Heterogeneous photochemical conversion of chlorobenzene on γ-Al2O3: A chamber experiment study

Abstract

Atmospheric photochemical conversion of chlorinated volatile organic compounds (CVOCs) is crucial for secondary aerosol formation and tropospheric chlorine chemistry. However, their corresponding conversion pathways and the reaction products are lack of sufficient exploration. Herein, the photochemical conversion of chlorobenzene (CB) on the mineral γ-Al2O3 particulates was chosen as a model reaction to unveil the atmospheric chemistry of CVOCs. Chamber experiments were performed to determine the decay rates of CB with/without SO2 or NH3 under light irradiation. Reaction products were evaluated, along with the in situ diffuse reflectance infrared Fourier transform spectroscopy measurements, to explore the CB conversion pathways under different conditions. We showed that the CB could be greatly degraded by γ-Al2O3 under light irradiation, and the added SO2 significantly inhibited this conversion owing to surface acidification.

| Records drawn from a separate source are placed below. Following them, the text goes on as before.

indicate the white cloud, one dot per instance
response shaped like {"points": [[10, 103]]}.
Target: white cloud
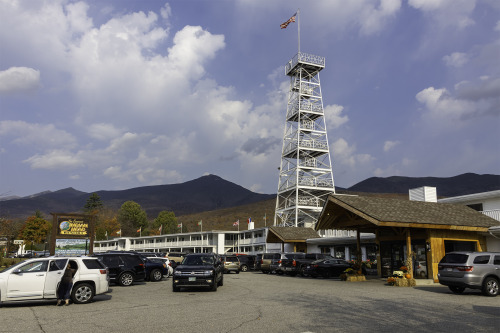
{"points": [[453, 13], [456, 59], [388, 145], [40, 135], [19, 79], [56, 160], [373, 19], [472, 99], [345, 154], [102, 131], [334, 117]]}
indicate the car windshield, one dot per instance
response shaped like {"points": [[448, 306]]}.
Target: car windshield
{"points": [[454, 258], [12, 267], [198, 260]]}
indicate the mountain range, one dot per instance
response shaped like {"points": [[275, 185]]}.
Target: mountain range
{"points": [[212, 193]]}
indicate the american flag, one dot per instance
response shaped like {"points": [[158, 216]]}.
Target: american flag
{"points": [[290, 20]]}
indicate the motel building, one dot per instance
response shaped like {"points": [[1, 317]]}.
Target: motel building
{"points": [[381, 230]]}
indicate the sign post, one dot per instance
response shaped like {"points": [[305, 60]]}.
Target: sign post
{"points": [[72, 233]]}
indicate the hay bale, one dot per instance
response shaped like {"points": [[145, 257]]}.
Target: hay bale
{"points": [[355, 278], [404, 282]]}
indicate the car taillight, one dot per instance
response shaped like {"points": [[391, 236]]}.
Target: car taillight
{"points": [[465, 268]]}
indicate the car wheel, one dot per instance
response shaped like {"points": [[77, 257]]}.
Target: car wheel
{"points": [[155, 275], [82, 293], [126, 279], [490, 287], [457, 290]]}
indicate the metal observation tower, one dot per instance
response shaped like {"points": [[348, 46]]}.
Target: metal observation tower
{"points": [[305, 174]]}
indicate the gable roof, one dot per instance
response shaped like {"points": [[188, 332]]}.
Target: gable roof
{"points": [[349, 212], [290, 234]]}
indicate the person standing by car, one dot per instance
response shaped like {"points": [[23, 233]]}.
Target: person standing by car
{"points": [[65, 286]]}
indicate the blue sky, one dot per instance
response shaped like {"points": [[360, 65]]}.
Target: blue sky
{"points": [[109, 95]]}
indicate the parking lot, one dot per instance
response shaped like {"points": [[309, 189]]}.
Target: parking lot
{"points": [[256, 302]]}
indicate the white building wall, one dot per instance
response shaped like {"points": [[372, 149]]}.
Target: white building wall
{"points": [[219, 243], [492, 244]]}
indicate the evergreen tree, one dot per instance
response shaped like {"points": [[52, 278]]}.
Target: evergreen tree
{"points": [[131, 217], [35, 229], [168, 221]]}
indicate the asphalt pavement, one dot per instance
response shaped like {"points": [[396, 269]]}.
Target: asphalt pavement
{"points": [[256, 302]]}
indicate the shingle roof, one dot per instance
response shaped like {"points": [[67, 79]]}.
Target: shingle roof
{"points": [[376, 209], [287, 234]]}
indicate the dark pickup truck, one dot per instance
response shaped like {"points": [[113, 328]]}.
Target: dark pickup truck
{"points": [[297, 265]]}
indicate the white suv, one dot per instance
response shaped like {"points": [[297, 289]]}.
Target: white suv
{"points": [[36, 279], [476, 270]]}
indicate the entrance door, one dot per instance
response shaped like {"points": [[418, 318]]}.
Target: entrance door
{"points": [[392, 257], [420, 262]]}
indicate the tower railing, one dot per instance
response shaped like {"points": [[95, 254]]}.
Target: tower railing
{"points": [[306, 59]]}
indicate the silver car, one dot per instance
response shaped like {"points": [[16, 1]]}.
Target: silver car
{"points": [[475, 270]]}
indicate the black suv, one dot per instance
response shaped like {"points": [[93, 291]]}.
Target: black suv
{"points": [[199, 270], [124, 268], [247, 261]]}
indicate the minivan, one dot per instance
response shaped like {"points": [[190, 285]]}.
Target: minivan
{"points": [[269, 262]]}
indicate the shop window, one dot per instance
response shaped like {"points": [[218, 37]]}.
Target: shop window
{"points": [[340, 252]]}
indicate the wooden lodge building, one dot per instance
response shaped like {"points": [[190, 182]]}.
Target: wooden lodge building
{"points": [[429, 229]]}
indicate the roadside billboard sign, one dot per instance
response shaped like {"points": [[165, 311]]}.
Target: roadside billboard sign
{"points": [[72, 234]]}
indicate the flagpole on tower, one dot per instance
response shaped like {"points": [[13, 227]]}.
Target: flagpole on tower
{"points": [[298, 24]]}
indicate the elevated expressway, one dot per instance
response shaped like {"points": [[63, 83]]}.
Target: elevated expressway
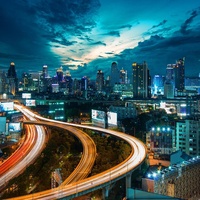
{"points": [[33, 144], [26, 153], [101, 180]]}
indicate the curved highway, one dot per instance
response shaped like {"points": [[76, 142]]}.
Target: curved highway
{"points": [[88, 155], [134, 160], [24, 155]]}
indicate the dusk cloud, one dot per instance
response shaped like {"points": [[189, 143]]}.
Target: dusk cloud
{"points": [[85, 36]]}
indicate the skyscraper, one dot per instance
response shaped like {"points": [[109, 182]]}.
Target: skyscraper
{"points": [[100, 80], [179, 73], [141, 80], [123, 76], [114, 76], [12, 78], [45, 71], [59, 74]]}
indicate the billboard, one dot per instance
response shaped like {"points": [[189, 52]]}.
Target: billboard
{"points": [[2, 124], [6, 106], [14, 127], [112, 118], [98, 118], [30, 102], [26, 95]]}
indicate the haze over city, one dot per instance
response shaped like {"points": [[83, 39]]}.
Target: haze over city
{"points": [[84, 36]]}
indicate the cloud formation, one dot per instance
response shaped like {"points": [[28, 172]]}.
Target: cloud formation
{"points": [[87, 35]]}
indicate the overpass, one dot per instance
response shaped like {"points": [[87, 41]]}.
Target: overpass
{"points": [[100, 181]]}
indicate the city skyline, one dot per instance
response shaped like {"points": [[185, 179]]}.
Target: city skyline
{"points": [[87, 36]]}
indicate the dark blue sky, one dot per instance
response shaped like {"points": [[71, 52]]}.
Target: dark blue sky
{"points": [[86, 35]]}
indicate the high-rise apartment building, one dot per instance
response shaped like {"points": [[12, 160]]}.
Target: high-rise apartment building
{"points": [[59, 73], [114, 76], [141, 80], [123, 76], [2, 82], [176, 74], [100, 80], [45, 71], [188, 136], [179, 73], [12, 78], [69, 81]]}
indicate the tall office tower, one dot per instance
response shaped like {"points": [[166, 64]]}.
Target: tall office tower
{"points": [[84, 86], [169, 89], [59, 74], [100, 80], [123, 76], [158, 85], [69, 81], [141, 80], [170, 72], [2, 82], [114, 76], [188, 136], [179, 72], [12, 78], [45, 71]]}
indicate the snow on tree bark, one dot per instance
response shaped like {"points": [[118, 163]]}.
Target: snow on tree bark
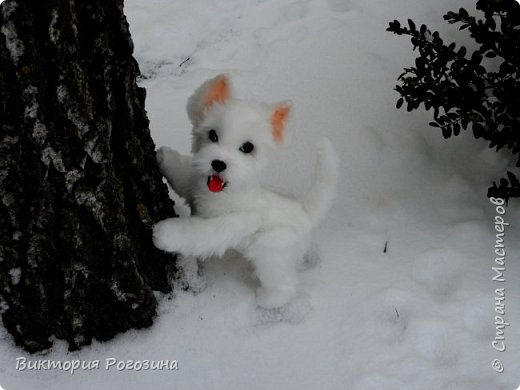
{"points": [[79, 185]]}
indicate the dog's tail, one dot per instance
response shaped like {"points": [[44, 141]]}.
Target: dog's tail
{"points": [[319, 198]]}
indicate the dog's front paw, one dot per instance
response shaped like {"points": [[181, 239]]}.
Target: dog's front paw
{"points": [[164, 235]]}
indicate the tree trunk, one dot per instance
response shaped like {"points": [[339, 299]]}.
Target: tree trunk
{"points": [[79, 185]]}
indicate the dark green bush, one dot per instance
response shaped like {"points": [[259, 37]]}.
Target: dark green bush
{"points": [[480, 90]]}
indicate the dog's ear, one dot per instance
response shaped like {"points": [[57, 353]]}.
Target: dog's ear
{"points": [[279, 117], [216, 90]]}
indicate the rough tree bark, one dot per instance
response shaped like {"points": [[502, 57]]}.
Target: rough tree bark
{"points": [[79, 186]]}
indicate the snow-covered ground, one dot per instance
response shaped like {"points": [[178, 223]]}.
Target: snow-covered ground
{"points": [[420, 315]]}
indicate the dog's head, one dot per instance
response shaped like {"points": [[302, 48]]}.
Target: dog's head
{"points": [[233, 139]]}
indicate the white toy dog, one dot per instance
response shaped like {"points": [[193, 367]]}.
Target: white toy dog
{"points": [[232, 142]]}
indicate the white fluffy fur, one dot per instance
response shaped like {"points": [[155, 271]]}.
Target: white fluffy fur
{"points": [[270, 230]]}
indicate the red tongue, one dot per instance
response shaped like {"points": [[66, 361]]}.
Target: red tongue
{"points": [[215, 183]]}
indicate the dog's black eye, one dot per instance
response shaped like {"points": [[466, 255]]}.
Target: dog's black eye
{"points": [[213, 137], [247, 147]]}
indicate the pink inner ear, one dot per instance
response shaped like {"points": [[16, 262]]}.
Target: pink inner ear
{"points": [[217, 93], [278, 121]]}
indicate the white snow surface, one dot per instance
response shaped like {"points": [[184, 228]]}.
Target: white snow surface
{"points": [[421, 315]]}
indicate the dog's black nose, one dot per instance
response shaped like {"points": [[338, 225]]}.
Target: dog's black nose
{"points": [[218, 165]]}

However, the presence of NH3 was shown to facilitate the CB conversion by immobilizing Cl− as NH4Cl, and recovering surface oxygen vacancies for oxygen activation. In particular, we found that polychlorinated dibenzo-p-dioxins and dibenzofurans (PCDD/Fs) could be generated from the photochemical CB conversion over γ-Al2O3, regardless of SO2 or NH3 coexistence, indicating a potential origin of PCDD/Fs on the atmospheric particulates from the heterogeneous photochemical CVOC conversion.